Update docs

This commit is contained in:
Andras Schmelczer 2025-11-22 12:13:22 +00:00
parent 38810579ec
commit 00d2061627
20 changed files with 1149 additions and 569 deletions

View file

@ -9,11 +9,13 @@ Operational transformation is a technique for managing concurrent edits to the s
### Why OT?
Traditional conflict resolution approaches:
- **Last write wins**: Loses data, frustrating for users
- **Manual merging**: Interrupts workflow, requires user intervention
- **Version branching**: Complex, not suitable for real-time sync
Operational transformation:
- **Automatic**: No user intervention required
- **Preserves all edits**: No data loss
- **Real-time**: Changes appear immediately
@ -23,6 +25,39 @@ Operational transformation:
VaultLink uses the [`reconcile-text`](https://crates.io/crates/reconcile-text) Rust library for operational transformation on text documents.

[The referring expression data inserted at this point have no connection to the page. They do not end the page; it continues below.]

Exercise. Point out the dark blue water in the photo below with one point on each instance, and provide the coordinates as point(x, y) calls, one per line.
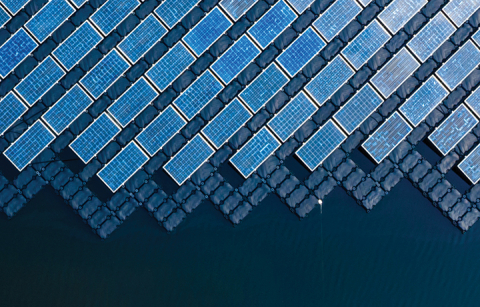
point(403, 253)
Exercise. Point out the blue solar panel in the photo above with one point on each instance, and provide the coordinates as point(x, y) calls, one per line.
point(161, 130)
point(226, 123)
point(123, 166)
point(29, 145)
point(132, 102)
point(172, 11)
point(423, 101)
point(105, 73)
point(142, 38)
point(292, 116)
point(460, 10)
point(395, 72)
point(17, 48)
point(235, 59)
point(399, 12)
point(207, 31)
point(453, 129)
point(189, 159)
point(267, 84)
point(112, 13)
point(236, 8)
point(39, 81)
point(321, 145)
point(49, 18)
point(172, 64)
point(434, 34)
point(255, 152)
point(460, 65)
point(95, 138)
point(329, 80)
point(198, 95)
point(337, 17)
point(12, 108)
point(67, 109)
point(380, 144)
point(272, 24)
point(301, 51)
point(357, 109)
point(366, 44)
point(77, 45)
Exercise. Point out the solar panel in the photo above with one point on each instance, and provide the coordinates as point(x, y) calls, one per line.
point(12, 109)
point(171, 65)
point(226, 123)
point(14, 51)
point(29, 145)
point(161, 130)
point(109, 15)
point(395, 72)
point(207, 31)
point(399, 12)
point(198, 94)
point(453, 129)
point(460, 10)
point(77, 45)
point(172, 11)
point(292, 116)
point(189, 159)
point(366, 44)
point(235, 59)
point(301, 51)
point(264, 87)
point(255, 152)
point(325, 141)
point(132, 102)
point(329, 80)
point(272, 24)
point(142, 39)
point(49, 18)
point(381, 143)
point(434, 34)
point(67, 109)
point(39, 81)
point(236, 8)
point(336, 18)
point(356, 110)
point(123, 166)
point(105, 73)
point(460, 65)
point(95, 138)
point(423, 101)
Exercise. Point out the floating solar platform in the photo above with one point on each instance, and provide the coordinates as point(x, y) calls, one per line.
point(189, 159)
point(358, 109)
point(161, 130)
point(226, 123)
point(123, 166)
point(460, 65)
point(272, 24)
point(386, 138)
point(329, 80)
point(95, 138)
point(453, 129)
point(325, 141)
point(395, 72)
point(67, 109)
point(29, 145)
point(255, 152)
point(301, 51)
point(424, 101)
point(292, 116)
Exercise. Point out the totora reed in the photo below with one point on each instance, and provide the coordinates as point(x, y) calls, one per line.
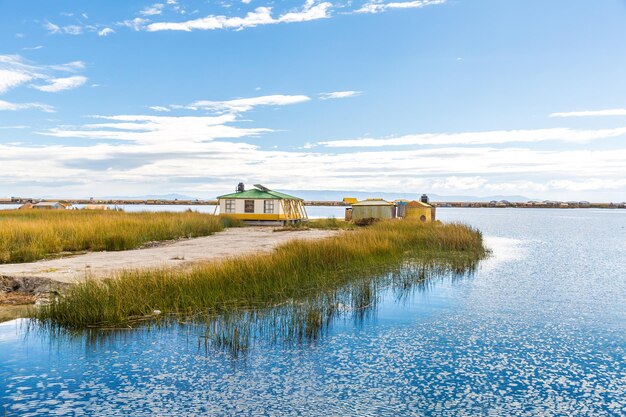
point(294, 271)
point(30, 235)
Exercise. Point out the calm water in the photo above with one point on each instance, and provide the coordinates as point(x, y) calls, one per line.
point(539, 329)
point(314, 212)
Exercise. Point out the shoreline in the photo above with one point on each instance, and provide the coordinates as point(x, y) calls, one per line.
point(38, 276)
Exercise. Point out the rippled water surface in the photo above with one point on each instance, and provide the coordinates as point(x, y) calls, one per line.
point(539, 329)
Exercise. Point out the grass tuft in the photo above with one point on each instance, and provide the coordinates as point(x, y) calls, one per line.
point(294, 271)
point(30, 235)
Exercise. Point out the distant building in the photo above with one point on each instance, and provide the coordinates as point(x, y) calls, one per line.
point(373, 208)
point(422, 211)
point(96, 207)
point(50, 205)
point(262, 206)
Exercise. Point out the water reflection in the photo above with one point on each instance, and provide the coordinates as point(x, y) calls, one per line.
point(293, 322)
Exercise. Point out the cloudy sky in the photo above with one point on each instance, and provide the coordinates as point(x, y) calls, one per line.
point(473, 97)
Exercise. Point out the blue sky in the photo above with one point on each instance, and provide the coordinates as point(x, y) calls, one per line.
point(473, 97)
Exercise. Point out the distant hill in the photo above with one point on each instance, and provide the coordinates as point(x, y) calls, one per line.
point(328, 195)
point(332, 195)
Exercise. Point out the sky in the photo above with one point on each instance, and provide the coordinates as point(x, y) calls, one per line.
point(452, 97)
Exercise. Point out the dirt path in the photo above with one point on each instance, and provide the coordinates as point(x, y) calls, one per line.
point(232, 242)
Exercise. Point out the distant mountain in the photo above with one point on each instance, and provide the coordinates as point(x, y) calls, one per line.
point(328, 195)
point(332, 195)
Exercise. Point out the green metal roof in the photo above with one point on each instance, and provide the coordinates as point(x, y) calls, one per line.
point(254, 194)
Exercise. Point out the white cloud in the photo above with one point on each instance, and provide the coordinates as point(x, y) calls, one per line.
point(159, 108)
point(136, 24)
point(260, 16)
point(339, 94)
point(482, 138)
point(106, 32)
point(153, 10)
point(52, 28)
point(68, 29)
point(591, 113)
point(10, 79)
point(60, 84)
point(180, 130)
point(246, 104)
point(5, 105)
point(15, 71)
point(379, 6)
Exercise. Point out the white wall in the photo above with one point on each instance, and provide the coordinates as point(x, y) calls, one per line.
point(258, 206)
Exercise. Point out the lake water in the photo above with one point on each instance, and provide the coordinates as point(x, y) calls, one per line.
point(314, 212)
point(538, 329)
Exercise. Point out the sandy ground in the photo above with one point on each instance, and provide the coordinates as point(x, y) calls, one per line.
point(232, 242)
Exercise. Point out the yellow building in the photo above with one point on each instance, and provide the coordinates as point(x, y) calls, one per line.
point(262, 206)
point(418, 210)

### Why reconcile-text over CRDTs?
VaultLink faces a **differential synchronization** challenge: users edit Obsidian vaults with various editors (Obsidian desktop, Obsidian mobile, Vim, VS Code, or any text editor), often while offline. This means we only observe the **final state** of each document after editing, not the individual keystrokes or operations that produced it.
**The fundamental problem**:
- **CRDTs and traditional OT** require capturing every individual operation (each character insertion, deletion, cursor movement)

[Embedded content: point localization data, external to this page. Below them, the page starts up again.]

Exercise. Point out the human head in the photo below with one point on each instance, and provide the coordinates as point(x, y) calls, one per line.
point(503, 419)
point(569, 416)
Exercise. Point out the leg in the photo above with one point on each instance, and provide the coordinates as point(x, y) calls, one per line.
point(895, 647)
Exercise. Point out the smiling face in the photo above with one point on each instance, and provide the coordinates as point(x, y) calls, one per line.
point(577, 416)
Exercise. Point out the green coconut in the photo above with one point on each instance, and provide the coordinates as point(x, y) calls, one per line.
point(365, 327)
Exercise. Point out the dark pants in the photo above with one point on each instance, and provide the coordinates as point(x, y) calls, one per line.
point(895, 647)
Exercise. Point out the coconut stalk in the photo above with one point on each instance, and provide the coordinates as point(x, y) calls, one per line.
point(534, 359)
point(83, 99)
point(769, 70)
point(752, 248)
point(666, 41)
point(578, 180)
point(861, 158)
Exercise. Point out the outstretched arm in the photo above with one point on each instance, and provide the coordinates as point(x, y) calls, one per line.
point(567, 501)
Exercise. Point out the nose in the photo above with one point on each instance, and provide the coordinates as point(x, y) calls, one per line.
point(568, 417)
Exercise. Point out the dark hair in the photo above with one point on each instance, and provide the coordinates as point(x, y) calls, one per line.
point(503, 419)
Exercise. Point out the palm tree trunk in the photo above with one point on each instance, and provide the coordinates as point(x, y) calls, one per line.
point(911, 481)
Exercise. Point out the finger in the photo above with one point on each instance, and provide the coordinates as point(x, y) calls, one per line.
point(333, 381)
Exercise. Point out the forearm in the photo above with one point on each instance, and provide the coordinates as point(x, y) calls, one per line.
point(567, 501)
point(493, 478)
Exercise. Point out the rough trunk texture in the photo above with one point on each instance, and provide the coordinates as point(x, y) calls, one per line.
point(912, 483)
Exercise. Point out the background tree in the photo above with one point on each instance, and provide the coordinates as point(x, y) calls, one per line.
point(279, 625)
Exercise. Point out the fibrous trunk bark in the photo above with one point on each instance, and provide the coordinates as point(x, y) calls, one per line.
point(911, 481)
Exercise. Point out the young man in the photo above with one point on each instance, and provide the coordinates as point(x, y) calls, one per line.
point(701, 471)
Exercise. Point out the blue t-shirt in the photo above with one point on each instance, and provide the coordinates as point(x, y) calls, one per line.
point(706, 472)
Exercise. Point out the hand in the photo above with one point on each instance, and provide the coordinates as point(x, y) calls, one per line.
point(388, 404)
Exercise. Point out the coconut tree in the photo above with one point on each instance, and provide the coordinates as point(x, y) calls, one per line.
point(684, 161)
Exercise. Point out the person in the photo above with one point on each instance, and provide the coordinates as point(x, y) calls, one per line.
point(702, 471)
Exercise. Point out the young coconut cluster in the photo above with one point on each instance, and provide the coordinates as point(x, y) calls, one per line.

- **VaultLink's reality**: Users edit files with arbitrary tools, sync happens after the fact
- **What we know**: Parent version and two modified versions
- **What we don't know**: The sequence of operations that created those modifications
**Why reconcile-text wins for this use case**:
1. **Works with end states only**: reconcile-text performs conflict-free 3-way merging given just parent, left, and right versions—no operation history needed
2. **Editor-agnostic**: Users can edit with any tool without requiring VaultLink-specific plugins or operation tracking
3. **Offline-first**: Edits made while disconnected are merged cleanly when sync resumes, because we're diffing final states rather than replaying operations
4. **No conflict markers**: Unlike Git merge, produces clean merged output without `<<<<<<<` markers that interrupt note-taking flow
5. **Human text forgiveness**: For knowledge bases and documentation, a slightly imperfect merge (e.g., minor word order issues) is vastly preferable to manual conflict resolution
6. **Simpler infrastructure**: No need for complex operation capture, transformation logs, or tombstone management that CRDTs require
**The tradeoff**:
CRDTs excel when you control the entire editing infrastructure and can capture every operation. reconcile-text excels when you're synchronizing independently-edited files—exactly VaultLink's scenario. The merge quality depends on Myers' diff algorithm rather than operation history, which is the correct tradeoff for differential sync.
For note-taking workflows where users value editor freedom and offline editing, this approach provides superior user experience compared to either CRDTs (which would require operation tracking) or Git-style merging (which requires manual conflict resolution).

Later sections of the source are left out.